Fine words. However, there are different notions of ethics. On the one hand, there is Leviathan, Job’s social contract on which social contracts such as the Paris Climate Agreement or the United Nations with its rules are based. On the other hand, in the German-speaking world, Kant’s concept of ethics applies, which has some areas of friction with Leviathan. According to Anton Leist of the University of Zurich, Hobbes and Kant, along with Aristotle, are the most important precursors of our current conflictual moral self-understanding.

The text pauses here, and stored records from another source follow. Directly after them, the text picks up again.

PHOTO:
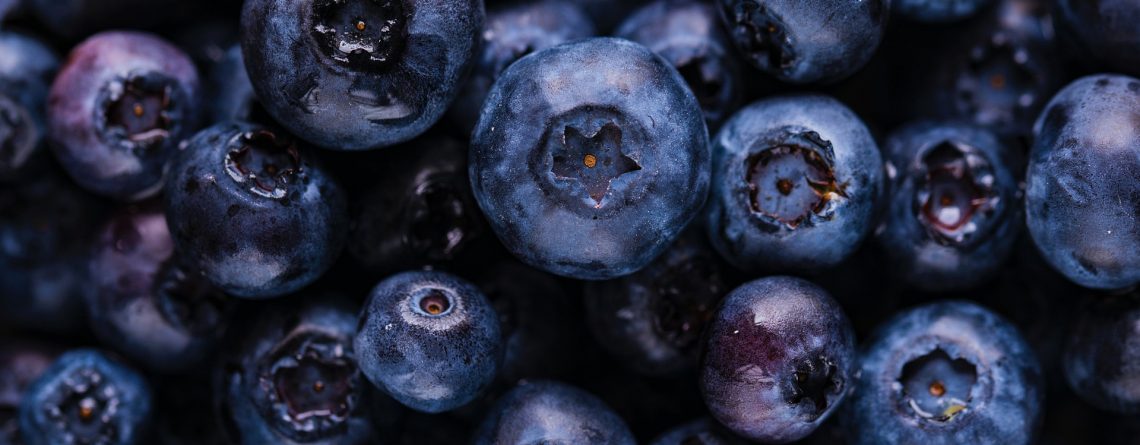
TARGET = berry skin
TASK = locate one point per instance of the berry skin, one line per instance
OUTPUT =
(359, 74)
(510, 33)
(796, 183)
(779, 357)
(953, 216)
(548, 412)
(87, 397)
(430, 340)
(144, 302)
(949, 372)
(292, 378)
(589, 158)
(1082, 196)
(687, 34)
(804, 41)
(251, 209)
(1101, 361)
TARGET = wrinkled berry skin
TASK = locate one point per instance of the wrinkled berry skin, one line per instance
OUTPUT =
(423, 50)
(689, 35)
(1082, 196)
(141, 301)
(116, 399)
(652, 320)
(1106, 31)
(589, 158)
(796, 181)
(25, 75)
(779, 357)
(937, 10)
(801, 41)
(119, 108)
(252, 209)
(429, 339)
(953, 213)
(949, 372)
(548, 412)
(1101, 359)
(510, 33)
(291, 377)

What Hobbes and Kant share is the question of the rational justification of the social order. Both have an ideal political order in their conception of ethics. While Job’s is interpreted today in the sense of a living contract (i.e. the contract is concluded once in society and then adapted each time without further participation of the citizens), Kant as an epistemologist insists on the categorical imperative, honesty at all costs, while Hobbs’ Leviathan bows to utilitarianism. Which ethical model is the more effective in socio-political terms is a matter of debate. At the moment, Leviathan is clearly the winner. However, he did not consider the problem of modern democracies with the possibility of changing political decisions by paying money.

An ethically oriented government should act in accordance with the interests of the citizens and not for the personal benefit of individuals. This is not always easy or clear with the multitude of public-private partnerships that populate international institutions.

Another aspect of ethical leadership in governments is the promotion of professionalism and qualifications. The selection of government officials is based on their skills and expertise rather than on political loyalty or personal relationships. This creates an environment where decisions are made based on expertise and knowledge.

It is important to raise global awareness of the different forms of corruption International norms and standards could help promote a culture of integrity and encourage governments to respect ethical principles.